Comunque sul fronte farmacie qualcosa è cambiato, innanzitutto è sceso il rapporto farmacie/abitanti ed il parametro è diventato unico. Oggi è prevista 1 farmacia ogni 3300 abitanti, precedentemente si faceva un distinguo: per le città fino a 12.500 abitanti era prevista 1 farmacia ogni 5000 abitanti, mentre per le città con più di 12.500 abitanti 1 farmacia ogni 4000 abitanti, in più sarà possibile prevedere l'apertura di ulteriori sedi (oltre il limite dei 3300 abitanti) in stazioni ferroviarie, aeroporti internazionali, aree di servizio con hotel/ristoranti se non è presente una farmacia ad una distanza di almeno 400 metri e nei centri commerciali di più di 10000 metri quadrati di area di vendita se non c'è una farmacia già aperta nell'arco di 1500 metri.

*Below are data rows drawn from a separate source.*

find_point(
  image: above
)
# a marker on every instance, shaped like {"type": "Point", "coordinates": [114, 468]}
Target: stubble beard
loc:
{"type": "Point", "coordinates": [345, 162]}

L'apertura di tutte queste nuove sedi, le cui stime sono approssimate e vaghe (dalle 3000 alle 6000), richiede un immediato concorso per la titolarità. Di norma al concorso si partecipa presentando i titoli (di studio e di carriera professionale) e svolgendo un test di abilità che ne verifica le competenze. Solitamente i tempi sono lentissimi sia per le normali procedure che a causa delle solite lungaggini burocratiche, perciò è stato previsto un concorso straordinario per soli titoli, a cui si è cercato di dare tempi certi. La legge è stata pubblicata il 26 marzo e ha previsto che entro 30 giorni (26 aprile) i singoli comuni debbano comunicare le zone e il numero delle sedi da aprire in base alla popolazione residente al 31/12/2010 (dati ISTAT), entro 60 giorni dalla ricezione dei dati (26 giugno max), la regione bandisce il concorso ed entro un anno (26 giugno 2013) il concorso deve essere chiuso. In caso di non adempimento il Consiglio dei Ministri esercita il potere sostitutivo con la nomina di un Commissario ad acta che provvede ad espletare le procedure concorsuali.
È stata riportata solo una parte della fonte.